In terms of telling a family story, Ian stressed the importance of gaps between facts. He shared this very cool video of a guy writing genealogical facts on a whiteboard, with a narrative that extrapolates questions and develops a story from the facts. Gaining a tangible understanding of real life vs. life in records.

Stories Through Data from Ross Forrest on Vimeo.

It’s important to understand that family history is never a linear path. There are avenues of exploration that lead to understanding the places in which your ancestors existed, which will help you understand them in the long run. You choose the direction in which you travel. We project ourselves into our ancestors’ lives, and teach ourselves history by researching family history.

Ian brought up another great insight: your narrative viewpoint changes as you learn about your family history. I have found this astoundingly true for me; it seems like each new discovery ultimately affects how I look at the world.

For example: I grew up feeling like I didn’t have a lot in common with my very religious Catholic grandmother. Now, though, as I read her personal notes and newspaper clippings and ponder her collection of stuff that remained after she passed away, I find myself connecting with her worldview more than I thought possible. I don’t share her connection to God, but I understand more about why she felt that connection and how it influenced decisions throughout her life.
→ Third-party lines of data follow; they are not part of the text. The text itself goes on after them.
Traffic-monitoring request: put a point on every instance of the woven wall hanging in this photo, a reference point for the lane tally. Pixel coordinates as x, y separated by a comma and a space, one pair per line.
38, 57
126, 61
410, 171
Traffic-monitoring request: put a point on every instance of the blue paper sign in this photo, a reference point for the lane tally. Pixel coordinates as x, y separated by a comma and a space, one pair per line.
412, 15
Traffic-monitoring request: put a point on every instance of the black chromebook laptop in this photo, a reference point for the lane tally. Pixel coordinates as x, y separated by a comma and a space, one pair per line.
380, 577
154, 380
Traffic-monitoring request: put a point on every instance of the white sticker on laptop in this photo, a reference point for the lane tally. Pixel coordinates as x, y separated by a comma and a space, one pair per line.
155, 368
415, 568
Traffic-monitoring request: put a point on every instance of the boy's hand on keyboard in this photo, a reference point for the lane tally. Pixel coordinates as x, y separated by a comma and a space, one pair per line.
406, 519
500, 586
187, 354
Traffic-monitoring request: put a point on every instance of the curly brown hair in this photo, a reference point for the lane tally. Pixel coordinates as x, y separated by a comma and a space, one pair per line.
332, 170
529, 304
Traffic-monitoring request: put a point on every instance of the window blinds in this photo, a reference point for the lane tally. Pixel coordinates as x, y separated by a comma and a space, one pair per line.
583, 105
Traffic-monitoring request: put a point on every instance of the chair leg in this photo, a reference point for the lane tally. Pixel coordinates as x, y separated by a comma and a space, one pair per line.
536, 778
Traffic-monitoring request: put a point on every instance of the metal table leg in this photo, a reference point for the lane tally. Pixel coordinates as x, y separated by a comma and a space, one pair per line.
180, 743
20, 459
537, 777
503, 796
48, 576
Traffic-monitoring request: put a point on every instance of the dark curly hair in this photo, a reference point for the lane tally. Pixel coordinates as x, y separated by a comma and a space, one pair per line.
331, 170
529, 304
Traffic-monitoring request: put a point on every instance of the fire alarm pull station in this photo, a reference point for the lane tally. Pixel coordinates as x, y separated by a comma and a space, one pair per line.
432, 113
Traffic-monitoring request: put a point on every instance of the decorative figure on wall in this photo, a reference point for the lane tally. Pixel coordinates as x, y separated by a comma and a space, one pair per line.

This brings me closer to her and will lead me to tell her stories with a different, perhaps more sympathetic viewpoint.

When it comes down to it, a family tree is just a bunch of names and numbers. The stories behind the tree make it meaningful. And when one considers the meaning of life…

Don’t stand there gawping like you’ve never seen the hand o’ God before!”

Overall, I am very happy to have attended RootsTech and hope to attend again next year. My whole experience isn’t really covered in this blog post, but this is all that I can manage for now. 

*The Family History Library is run by the LDS church (aka The Mormons) but it’s open to the public and they don’t proselytize. As a non-Mormon, I found the number of “Sister This” and “Elder That” nametag-clad volunteers/employees wandering around to be intimidating at first, but really it’s fantastic because they’re all there to help.

**Though it has been driving me crazy to see faces of dead ancestors for whom I know nothing about.